There is lots of parking, but it is incredibly expensive parking--$40 per day for a motorhome. I complained because the prices had not been posted on the web site, outside the parking lot, or even inside the parking lot, but that is another story. Here is the poor old Queen, moored forever:
The story goes that the ship was originally supposed to be named "Victoria" with the "ia" ending of all the other Cunard ships, but when they told King George V that it was to be named after Britain's most famous queen, he assumed they meant his wife, Queen Mary.
Not only did they have this cutaway of the Queen Mary, but they also had one of a couple of other ships, including the France, and most interestingly, the S.S. United States, the fastest ocean liner ever built, which is languishing in Newport News. http://www.ssusc.org/
I took a self-guided audio tour, and the ship was very un-busy. Actually, it got a little spooky as I got thoroughly lost in the corridors and areas of the engine room. No one else there at all. Got some good photos, in any case. Did not see any ghosts, however.
This is the original ship's anchor.
What is interesting is that I have almost identical photos to the two below taken on the QE2! One clever difference I did notice was two or three pass-throughs, where you could cut from one side of the ship to another without having to go inside. On QE2, you have to go inside and then go back outside, or walk all around the back of the ship. You were never allowed to walk through on the front outdoor passageway at sea because of winds, so joggers were constantly cutting through the ship in order to make a lap.

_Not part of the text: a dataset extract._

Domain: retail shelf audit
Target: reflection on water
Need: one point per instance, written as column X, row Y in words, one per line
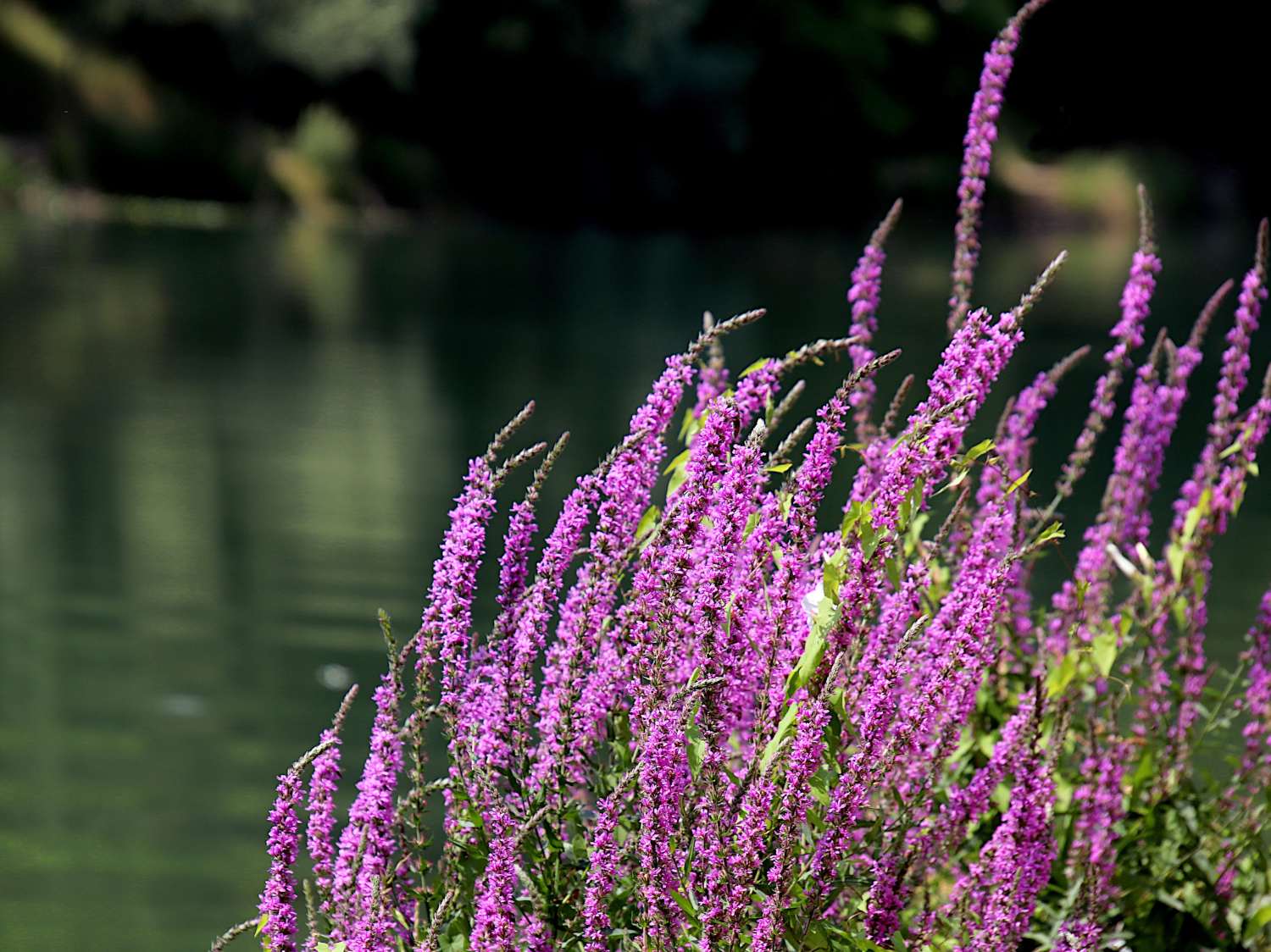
column 221, row 451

This is the promenade deck, one deck below the lifeboat deck shown above. In modern ships, this area would be filled with suites. In the older Cunard ships, this was an indoor area where you could exercise or enjoy the view of the sea without being outdoors. In the Queen Mary, this area is very rough with steel showing and teak decks.
This is the stern area. There is one deck below this that is open, but I missed taking a picture.
This is the chest of stored flags on the bridge. It would be interesting to see them all displayed.
The captain's bridge. Notice the four controllers for the four engines. Also, notice the double steering wheels.
This ship has a very interesting bow area. There are two separate areas divided by literally a "bridge" between them. Not sure what the purpose is.
Pictures of the three stacks. I believe one of them was a fake, added to the design for balance and to impress.
A view from the bridge looking backward.
Now, here are some photos of the boat deck and the promenade deck on Queen Elizabeth 2, or QE2. Note the similarity. The biggest difference is that the QE2 boat decks are much more narrow, but they look very similar.
Notice how they steel girders are covered on the QE2 and the deck is carpeted, as opposed to having the teak floors. This deck looked very similar on both sides, going almost the full length of the ship. It was a very popular place because of the comfortable chairs and small tables, and of course, the view of the ocean.
In more modern ships, this area and part of the boat deck would have cabins with balconies. In these older ships, the cabins were on the lower decks, with the public areas on top and in the middle. In addition, these two decks in older ships would have the dining rooms and things like the bars and libraries in the middle, so as not to obstruct the views.
Best place on the ship to read or just look out the window.
This is a special piano. It was removed from Queen Mary before it was sold as a hotel and placed on QE2 in the Chart Room bar. I believe it was removed when QE2 was sold and sent to Dubai where it now has been abandoned. It was sold with all the furnishings and artwork, which included some very famous historical pieces. What a shame!